The Hardest Scene to Shoot in ‘The Little Mermaid’ Is Its Most Iconic

in Disney, Entertainment

Halle Bailey as Ariel in 'The Little Mermaid' (2023). Credit: Disney

Credit: Disney

It’s no secret that filming the live-action version of Disney’s 1989 classic The Little Mermaid was no easy task. Half of the shots were underwater, and Hollywood has sadly not yet developed the technology to allow actors to breathe down there.

No scene done underwater will ever be simple. Movements underwater are different; gravity doesn’t function the same way, and some of the actors you’re talking to will be turned into crabs or fish in the movie’s final cut, so playing off of them is going to be nearly impossible.

Not to mention some of the crabs and fish and snails you’re supposed to be interacting with aren’t there at all – they’re being played by dancers doing wild and crazy movements meant to represent them. (Sometimes, even dancers hang around the actors you’re talking to, playing their eight legs.)

“In “Part of Your World,” Halle would sing two lines, and we’d say, ‘Cut,’ and then she’d be back on another piece of equipment or apparatus,” director Rob Marshall explained in an interview.

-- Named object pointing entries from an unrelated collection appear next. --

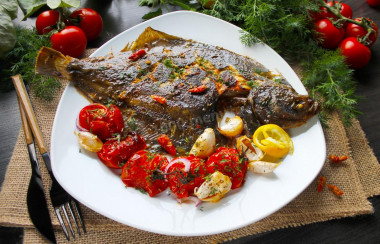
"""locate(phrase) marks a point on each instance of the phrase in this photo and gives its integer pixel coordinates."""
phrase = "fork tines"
(71, 213)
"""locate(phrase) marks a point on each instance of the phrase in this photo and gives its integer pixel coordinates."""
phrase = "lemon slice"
(273, 140)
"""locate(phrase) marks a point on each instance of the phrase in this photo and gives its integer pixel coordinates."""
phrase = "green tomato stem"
(335, 11)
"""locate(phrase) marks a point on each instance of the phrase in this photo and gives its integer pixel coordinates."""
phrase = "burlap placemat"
(361, 169)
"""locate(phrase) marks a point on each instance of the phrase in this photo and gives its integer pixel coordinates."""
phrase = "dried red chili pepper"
(166, 143)
(321, 183)
(336, 159)
(159, 99)
(137, 55)
(335, 190)
(198, 89)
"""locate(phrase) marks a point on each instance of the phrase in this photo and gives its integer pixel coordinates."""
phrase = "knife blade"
(36, 200)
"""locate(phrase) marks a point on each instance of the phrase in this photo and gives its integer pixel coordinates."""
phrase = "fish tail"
(149, 36)
(50, 62)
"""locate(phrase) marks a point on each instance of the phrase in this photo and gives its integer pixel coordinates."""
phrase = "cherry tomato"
(100, 120)
(115, 154)
(165, 142)
(184, 174)
(70, 41)
(144, 171)
(357, 55)
(329, 34)
(45, 20)
(89, 21)
(344, 10)
(355, 30)
(373, 3)
(228, 162)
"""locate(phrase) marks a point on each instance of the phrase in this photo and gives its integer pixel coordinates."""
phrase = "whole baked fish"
(179, 87)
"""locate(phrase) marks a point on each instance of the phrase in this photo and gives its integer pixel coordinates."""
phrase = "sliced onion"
(79, 127)
(185, 161)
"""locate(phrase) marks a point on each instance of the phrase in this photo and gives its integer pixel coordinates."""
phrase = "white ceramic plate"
(99, 188)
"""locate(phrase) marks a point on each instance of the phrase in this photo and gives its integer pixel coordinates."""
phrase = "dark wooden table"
(121, 15)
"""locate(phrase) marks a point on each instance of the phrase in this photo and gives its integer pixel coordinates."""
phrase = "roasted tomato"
(101, 120)
(144, 170)
(115, 153)
(184, 174)
(228, 162)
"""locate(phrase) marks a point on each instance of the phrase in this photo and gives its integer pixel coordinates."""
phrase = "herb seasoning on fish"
(191, 84)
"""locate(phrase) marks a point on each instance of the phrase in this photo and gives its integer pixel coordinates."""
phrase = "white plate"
(99, 188)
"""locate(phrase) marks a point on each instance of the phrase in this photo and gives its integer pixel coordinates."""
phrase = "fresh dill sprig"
(286, 26)
(21, 60)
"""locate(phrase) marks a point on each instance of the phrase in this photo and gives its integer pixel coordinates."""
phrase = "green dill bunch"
(21, 60)
(282, 24)
(331, 82)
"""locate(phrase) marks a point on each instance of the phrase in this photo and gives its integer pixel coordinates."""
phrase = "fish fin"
(149, 36)
(50, 62)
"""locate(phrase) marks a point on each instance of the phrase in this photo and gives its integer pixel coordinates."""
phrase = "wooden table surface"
(121, 15)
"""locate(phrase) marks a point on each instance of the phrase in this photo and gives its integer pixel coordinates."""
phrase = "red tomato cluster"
(72, 32)
(149, 172)
(348, 37)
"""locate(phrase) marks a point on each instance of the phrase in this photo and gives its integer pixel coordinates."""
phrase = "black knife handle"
(32, 121)
(25, 101)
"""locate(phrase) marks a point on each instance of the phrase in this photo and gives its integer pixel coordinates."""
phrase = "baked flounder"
(180, 87)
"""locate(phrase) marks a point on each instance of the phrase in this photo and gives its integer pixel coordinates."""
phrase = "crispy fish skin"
(172, 67)
(275, 103)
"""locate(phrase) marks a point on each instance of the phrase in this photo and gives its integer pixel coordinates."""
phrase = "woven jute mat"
(358, 177)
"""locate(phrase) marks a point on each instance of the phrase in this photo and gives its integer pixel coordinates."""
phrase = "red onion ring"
(185, 161)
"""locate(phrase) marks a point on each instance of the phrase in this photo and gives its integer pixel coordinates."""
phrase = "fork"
(60, 199)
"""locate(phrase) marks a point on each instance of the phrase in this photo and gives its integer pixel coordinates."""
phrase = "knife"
(36, 201)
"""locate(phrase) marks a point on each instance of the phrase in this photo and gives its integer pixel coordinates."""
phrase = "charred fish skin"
(171, 68)
(275, 103)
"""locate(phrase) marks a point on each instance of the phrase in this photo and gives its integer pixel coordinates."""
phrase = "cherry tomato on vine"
(89, 21)
(357, 55)
(355, 30)
(143, 171)
(100, 120)
(184, 174)
(45, 20)
(373, 3)
(115, 153)
(344, 10)
(70, 41)
(329, 35)
(228, 162)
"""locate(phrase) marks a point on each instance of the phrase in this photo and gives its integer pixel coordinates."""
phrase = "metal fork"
(60, 199)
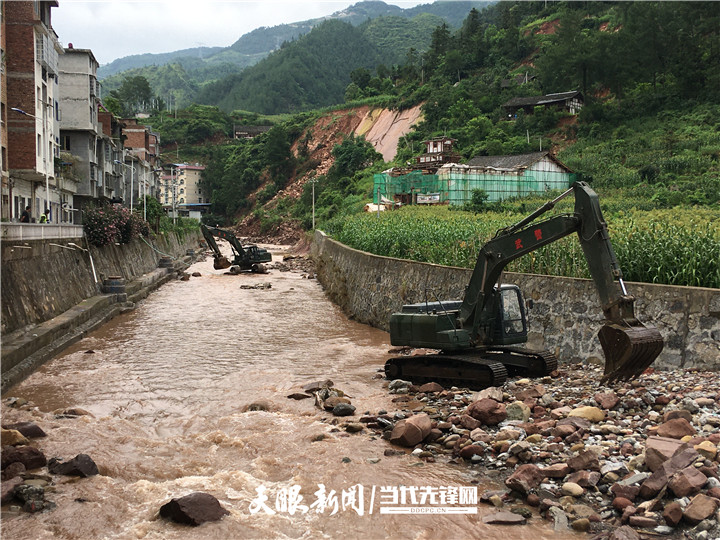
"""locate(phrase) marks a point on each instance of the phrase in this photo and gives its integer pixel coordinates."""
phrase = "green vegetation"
(112, 223)
(678, 247)
(647, 138)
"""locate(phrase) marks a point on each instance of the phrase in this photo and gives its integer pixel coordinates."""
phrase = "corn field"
(673, 247)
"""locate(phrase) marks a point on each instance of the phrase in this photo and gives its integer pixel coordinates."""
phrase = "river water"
(188, 392)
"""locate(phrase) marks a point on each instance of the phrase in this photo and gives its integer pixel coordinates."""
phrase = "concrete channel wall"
(52, 291)
(564, 314)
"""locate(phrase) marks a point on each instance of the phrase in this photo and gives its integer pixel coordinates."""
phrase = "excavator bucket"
(630, 348)
(221, 263)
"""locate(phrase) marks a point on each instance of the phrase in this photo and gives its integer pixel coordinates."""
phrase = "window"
(512, 312)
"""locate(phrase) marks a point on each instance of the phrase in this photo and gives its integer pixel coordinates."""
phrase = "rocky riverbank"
(636, 460)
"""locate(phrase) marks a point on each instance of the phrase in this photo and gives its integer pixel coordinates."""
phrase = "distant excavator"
(245, 258)
(476, 335)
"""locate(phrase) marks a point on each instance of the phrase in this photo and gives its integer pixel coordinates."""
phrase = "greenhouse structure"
(500, 177)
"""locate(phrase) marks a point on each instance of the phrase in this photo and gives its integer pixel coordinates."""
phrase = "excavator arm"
(629, 346)
(221, 261)
(245, 258)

If you were to ask Little Mermaid producer John DeLuca what the hardest scene in the movie to get right was, he would say, “Every scene.” However, for Director Rob Marshall, one scene stood out above all the rest.

Under The Sea “Cracked Any Fear” They Had About The Other ‘Little Mermaid’ Scenes

Halle Bailey as Ariel in live-action The Little Mermaid
Credit: Disney

Related: Fans Complain About Daveed Diggs’ Accent In First Look at “Under The Sea”

The most difficult underwater scene in the film, by far, would always be “Under The Sea.” More than any other song in the film, that song needs to feel alive, as the original featured scores of fish playing instruments as a full band.

It would appear that the CGI technology to have that many fish play many instruments isn’t quite there yet. However, the sequence was still quite impressive: A whole host of invertebrate creatures perform a fun ballet to the music as Ariel and Sebastian splash around, singing.

According to Rob Marshall, the inspiration for this was another Disney film: 1940’s Fantasia.

Because we are with one live actor in a massive production number, the first thing we thought was that we needed something to work from, and I thought about Walt Disney and remembered that in Fantasia, he had worked with the Ballet Russes Company, a ballet company, to use as a template for his animators to create the sequence. And I thought, we should work with a company.

Halle Bailey playing Ariel in 'The Little Mermaid' (2023)
Credit: Disney

Related: Live-Action ‘Little Mermaid’ Creative Team Saw 1989 Original Together In Theaters

The team brought the Alvin Ailey American Dance Theater to London, where we were filming, and – much like the modeling done for Disney’s original animators, the dancers used their bodies and movements to imitate different sea creatures for the CGI animators to work with.

“It was one of the most challenging things,” Marshall recalled. “And we’ve done a few production numbers, but this was the craziest one.”

DeLuca said, “That one cracked any fear we had, though.”

After “Under the Sea” was filmed, Marshall and DeLuca were confident they could easily do any other scene in the film – but that didn’t prevent other Cast Members from feeling the struggle.

Halle Bailey and Jonah Hauer-King Felt Silly Filming Ariel and Eric Scenes

halle bailey and jonah hauer-king as ariel and eric in the little mermaid
Credit: Disney

Related: Did Halle Bailey Break Up With Rapper DDG To Join Prince Eric on Land?

If you think directing those start-and-stop underwater scenes sounds difficult, imagine having to act in them – somehow having to stay in character when every two minutes, another silly, ridiculous thing has to happen to get you into position so that you look underwater.

Halle Bailey and Jonah Hauer-King know all about this. Because she would often have to break through the surface in these scenes, they couldn’t be filmed without water, so they were done in a large tank. As Bailey tells it, the most challenging scene to stay in character was any scene where she and Eric were supposed to be in the water together.

“Whenever I think of fun and hilarious, I think of all the tank work Jonah and I had to do together,” Bailey said. “We had to be very serious in the middle of a thunderstorm, but it was quite hard to be serious…and then I had to lift Jonah up. And if anyone has seen us stand next to each other, he towers over me. So, we were laughing at that.”

And, Hauer-King added, they would often have to do these scenes for a long time because Rob Marshall had very specific expectations as a director.

“It was a great bonding experience. And also Rob, he’s a visionary and a perfectionist, so he knows what he wants. And we’d be in that tank for a long time. We’d be like, ‘So that take was pretty good, right? We could probably go now.’ And he’s like, ‘Do it again, get back in, we haven’t got it yet.’ It might have taken hours, weeks, months, years.”

You can see if all this hard work, perfectionism, and silliness paid off now – The Little Mermaid is playing in theaters everywhere.